Emergence of In-Context Reinforcement Learning from Noise Distillation
Ilya Zisman, Vladislav Kurenkov, Alexander Nikulin, Viacheslav Sinii, Sergey Kolesnikov
TL;DR
This work tackles the data bottleneck in in-context Reinforcement Learning by introducing AD$^$ε, a noise-distillation curriculum that generates learning histories without requiring thousands of RL agents or access to an optimal policy. By gradually injecting noise into demonstrator policies, the method yields synthetic trajectories that encode progressive policy improvement, enabling a Transformer to distill an in-context learning algorithm from suboptimal data.
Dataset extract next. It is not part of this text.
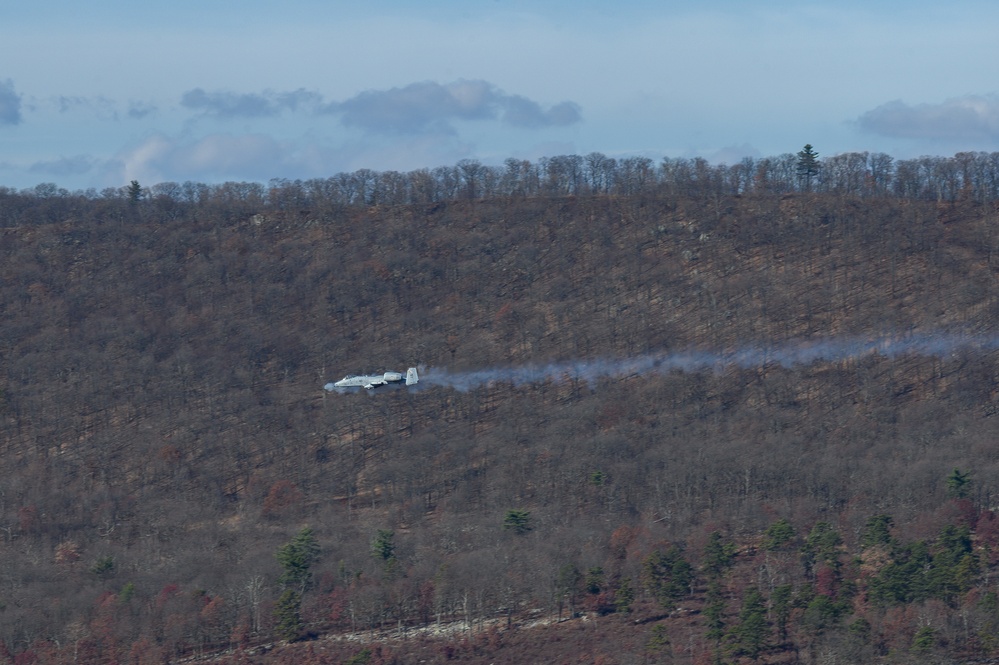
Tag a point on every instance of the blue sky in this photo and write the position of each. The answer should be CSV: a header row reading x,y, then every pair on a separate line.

The authors demonstrate emergent in-context RL on grid-world and pixel-based 3D tasks, with the in-context agent outperforming the best data policy by up to about $2\times$, and show robustness across suboptimal trajectories and varying learning pace. Overall, AD$^$ε lowers data barriers to in-context RL and highlights learning-pace dynamics as a critical lever for generalization and adaptation in noisy learning histories.
Abstract
Recently, extensive studies in Reinforcement Learning have been carried out on the ability of transformers to adapt in-context to various environments and tasks. Current in-context RL methods are limited by their strict requirements for data, which needs to be generated by RL agents or labeled with actions from an optimal policy. In order to address this prevalent problem, we propose AD$^\varepsilon$, a new data acquisition approach that enables in-context Reinforcement Learning from noise-induced curriculum. We show that it is viable to construct a synthetic noise injection curriculum which helps to obtain learning histories. Moreover, we experimentally demonstrate that it is possible to alleviate the need for generation using optimal policies, with in-context RL still able to outperform the best suboptimal policy in a learning dataset by a 2x margin.